Il calo dei raccolti e l'aumento dei costi di produzione continuano a mettere in ginocchio l'Argentina

Con la produzione di olio d’oliva che dovrebbe diminuire per il secondo anno di fila, alcuni esportatori argentini vedono un’opportunità nell’evoluzione del panorama commerciale locale.

I produttori argentini sono nel pieno della raccolta 2025, con una produzione stimata quest’anno a circa 27.500 tonnellate.

Secondo i dati della Federazione Argentina dell’Olivo condivisi con Olive Oil Times, il più grande paese pro­du­to­re al di fuori del ba­sino del Me­di­terran­eo ha pro­dotto ap­pro­xi­ma­mente 35.000 tonnellate di olio d’oliva nel 2024 (un dato si­g­ni­fi­ca­tiva­men­te su­pe­rio­re alla stima pre­li­mi­na­re) e un record di 44.000 tonnellate nel 2023 (superando anche le stime iniziali).

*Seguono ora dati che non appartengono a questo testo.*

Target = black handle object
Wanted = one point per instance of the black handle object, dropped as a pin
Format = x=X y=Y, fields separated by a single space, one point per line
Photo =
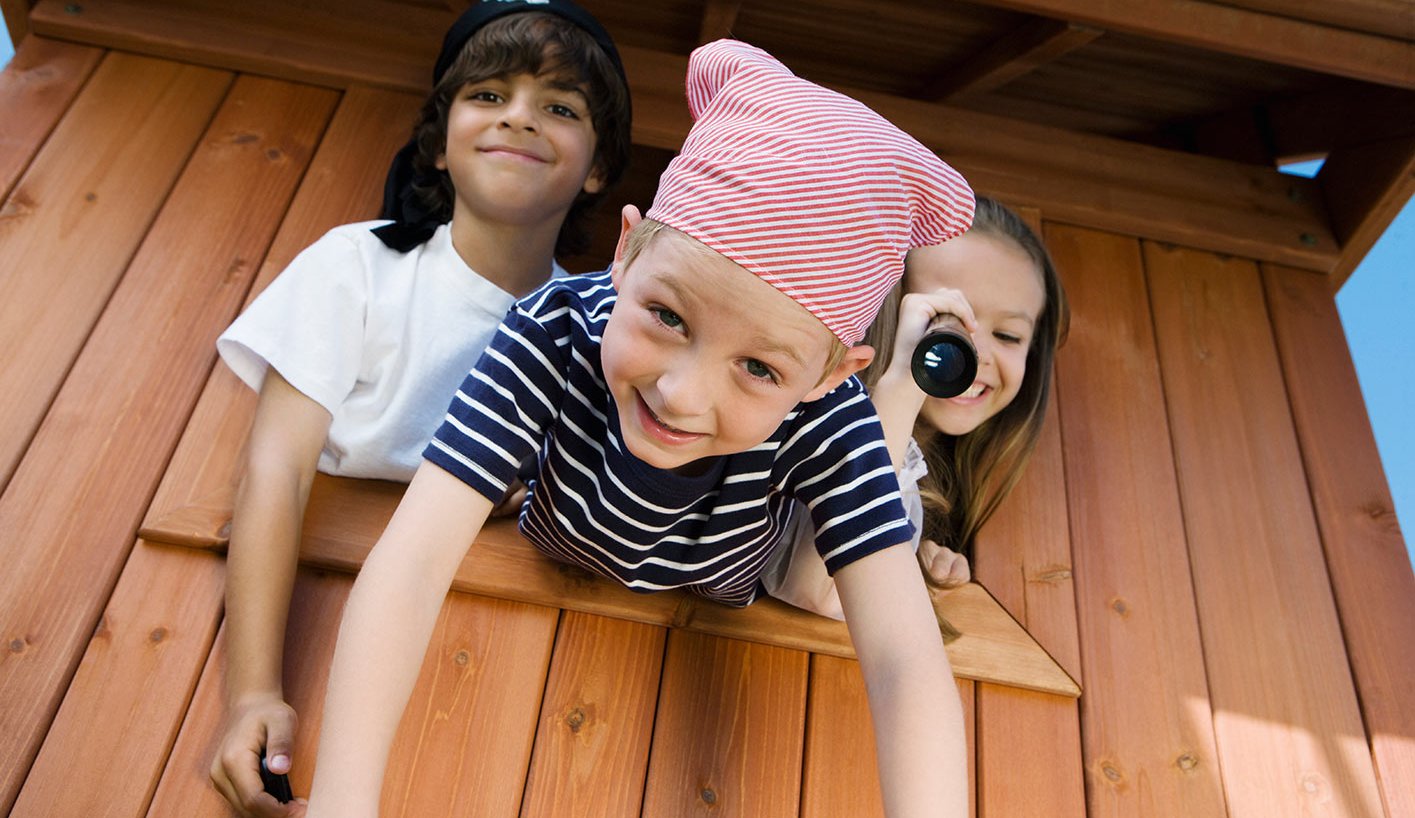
x=945 y=361
x=276 y=784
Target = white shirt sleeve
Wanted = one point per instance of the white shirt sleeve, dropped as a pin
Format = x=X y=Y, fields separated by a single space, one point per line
x=307 y=324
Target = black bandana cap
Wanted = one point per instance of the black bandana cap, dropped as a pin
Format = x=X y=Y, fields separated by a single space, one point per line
x=412 y=222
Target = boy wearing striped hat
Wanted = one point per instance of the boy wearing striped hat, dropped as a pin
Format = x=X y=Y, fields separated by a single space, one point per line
x=679 y=402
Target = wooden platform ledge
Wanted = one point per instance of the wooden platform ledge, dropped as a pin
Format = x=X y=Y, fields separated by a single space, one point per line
x=347 y=515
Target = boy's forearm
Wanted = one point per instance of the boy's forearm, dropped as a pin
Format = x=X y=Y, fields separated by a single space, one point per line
x=897 y=402
x=919 y=728
x=384 y=634
x=921 y=743
x=388 y=621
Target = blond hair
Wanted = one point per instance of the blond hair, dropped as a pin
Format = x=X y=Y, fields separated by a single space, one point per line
x=645 y=231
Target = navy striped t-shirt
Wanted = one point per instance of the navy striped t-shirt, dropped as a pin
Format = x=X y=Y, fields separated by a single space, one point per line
x=539 y=391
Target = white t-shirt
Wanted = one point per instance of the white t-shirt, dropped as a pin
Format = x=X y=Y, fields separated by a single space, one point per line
x=797 y=573
x=377 y=337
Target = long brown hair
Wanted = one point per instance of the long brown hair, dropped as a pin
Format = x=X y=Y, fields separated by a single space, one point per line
x=969 y=474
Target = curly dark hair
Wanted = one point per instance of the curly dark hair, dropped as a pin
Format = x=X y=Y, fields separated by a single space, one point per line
x=529 y=43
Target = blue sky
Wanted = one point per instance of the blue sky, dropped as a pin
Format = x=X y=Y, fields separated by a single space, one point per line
x=1376 y=306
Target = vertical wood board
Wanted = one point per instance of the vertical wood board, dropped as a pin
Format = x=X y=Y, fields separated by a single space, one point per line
x=464 y=743
x=75 y=218
x=841 y=774
x=70 y=515
x=344 y=184
x=1285 y=713
x=36 y=89
x=728 y=739
x=1146 y=723
x=130 y=692
x=596 y=719
x=1364 y=551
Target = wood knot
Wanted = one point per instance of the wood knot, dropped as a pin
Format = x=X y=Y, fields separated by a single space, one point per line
x=1053 y=573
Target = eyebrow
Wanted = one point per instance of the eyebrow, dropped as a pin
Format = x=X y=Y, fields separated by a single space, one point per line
x=1020 y=314
x=766 y=346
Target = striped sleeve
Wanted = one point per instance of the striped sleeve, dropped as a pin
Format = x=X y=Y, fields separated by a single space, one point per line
x=846 y=479
x=500 y=415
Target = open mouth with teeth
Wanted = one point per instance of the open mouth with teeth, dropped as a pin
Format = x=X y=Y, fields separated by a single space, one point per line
x=661 y=429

Sebbene la produzione abbia var­iato da regione a regione, i pro­dut­ori di San Juan e La Rioja, responsabili della mag­gior­par­te dell’olio d’oliva ar­gen­ti­no, hanno segnalato che eventi me­teorologi­ci av­versi, tra cui un’ondata di freddo nel maggio 2024, hanno dan­ne­gato gli alberi nelle province nord-occidentali.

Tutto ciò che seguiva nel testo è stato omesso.